ISLAMABAD: More than 350,000 Afghan refugees have returned to their war-torn homeland from Pakistan this year, UN data show, with the torrent of people crossing the border expected to continue.
Earlier in October the UN’s refugee agency UNHCR said the number of documented Afghan refugees returning from Pakistan had soared past 200,000. But this week the body’s Office for the Coordination of Humanitarian Affairs (OCHA) in Afghanistan released updated figures that also include the number of undocumented refugees crossing the border.
“So far this year, 162,186 undocumented returnees and 207,236 registered returnees (369,422) have returned to Afghanistan from Pakistan,” an OCHA statement said, noting that the majority, some 333,000 people, have returned since July. “If that sounds like a lot, it is,” the statement continued. “Based on current trends, we expect a further 446,000 (both registered and undocumented) Afghans to arrive before year-end.”

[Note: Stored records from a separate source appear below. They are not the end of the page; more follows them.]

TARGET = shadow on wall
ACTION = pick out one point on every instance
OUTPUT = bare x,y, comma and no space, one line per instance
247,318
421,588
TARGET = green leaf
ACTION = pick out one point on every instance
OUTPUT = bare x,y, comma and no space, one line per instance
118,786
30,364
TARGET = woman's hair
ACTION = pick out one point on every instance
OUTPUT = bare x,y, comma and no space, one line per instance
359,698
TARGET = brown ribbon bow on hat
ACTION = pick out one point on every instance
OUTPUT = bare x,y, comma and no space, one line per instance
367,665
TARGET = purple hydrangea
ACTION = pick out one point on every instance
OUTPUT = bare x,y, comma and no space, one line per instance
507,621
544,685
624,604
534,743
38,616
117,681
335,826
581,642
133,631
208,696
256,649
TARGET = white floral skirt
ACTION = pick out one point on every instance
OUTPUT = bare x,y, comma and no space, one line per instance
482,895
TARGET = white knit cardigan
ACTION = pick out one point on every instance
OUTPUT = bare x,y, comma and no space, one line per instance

The influx of refugees threatens to overwhelm Afghanistan, with authorities there already warning of a humanitarian crisis as hundreds of thousands of people flee fighting within the country. “Due to hostilities in Kunduz and intensified fighting across the south we have seen a jump of 37,000 IDPs (internally displaced people) alone — more than 10 per cent of the year total in just one week,” Danielle Moylan, a spokesperson for OCHA, told AFP on Monday.
The total number of IDPs due to fighting since the start of the year stands at 323,500. For decades Pakistan has provided safe haven for millions of Afghans who fled their country after the Soviet invasion of 1979.
Pakistan hosts 1.4 million registered Afghan refugees, according to UNHCR figures from earlier this year, making it the third-largest refugee hosting nation in the world. A further one million unregistered refugees are estimated to be in the country. Since 2009, Islamabad has repeatedly pushed back a deadline for them to return, but fears are growing that the latest cut-off date in March 2017 will be final.
A security crackdown against undocumented foreigners in Pakistan coupled with a UN decision announced in June to double cash grants for voluntary returnees to $400, has also seen a surge in returnees. OCHA said that the vast majority of undocumented returnees claim they intend to return to the eastern province of Nangarhar. Many also settle in Kabul.
The capital already has one of the highest population growth rates in the region — some 1,200 people every day, according to European Union ambassador Franz-Michael Mellbin — and is struggling to accommodate the new arrivals, with many forced to shelter in informal settlements on the city’s edge.
Many of the returnees to conflict-torn Afghanistan have lived in Pakistan for decades and hope to one day come back to their adopted country. “Inshallah, we will come here again, this time with passports,” Mohammad Anwar told AFP last month as he prepared to leave the country he arrived in as a child and has sheltered him for 35 years.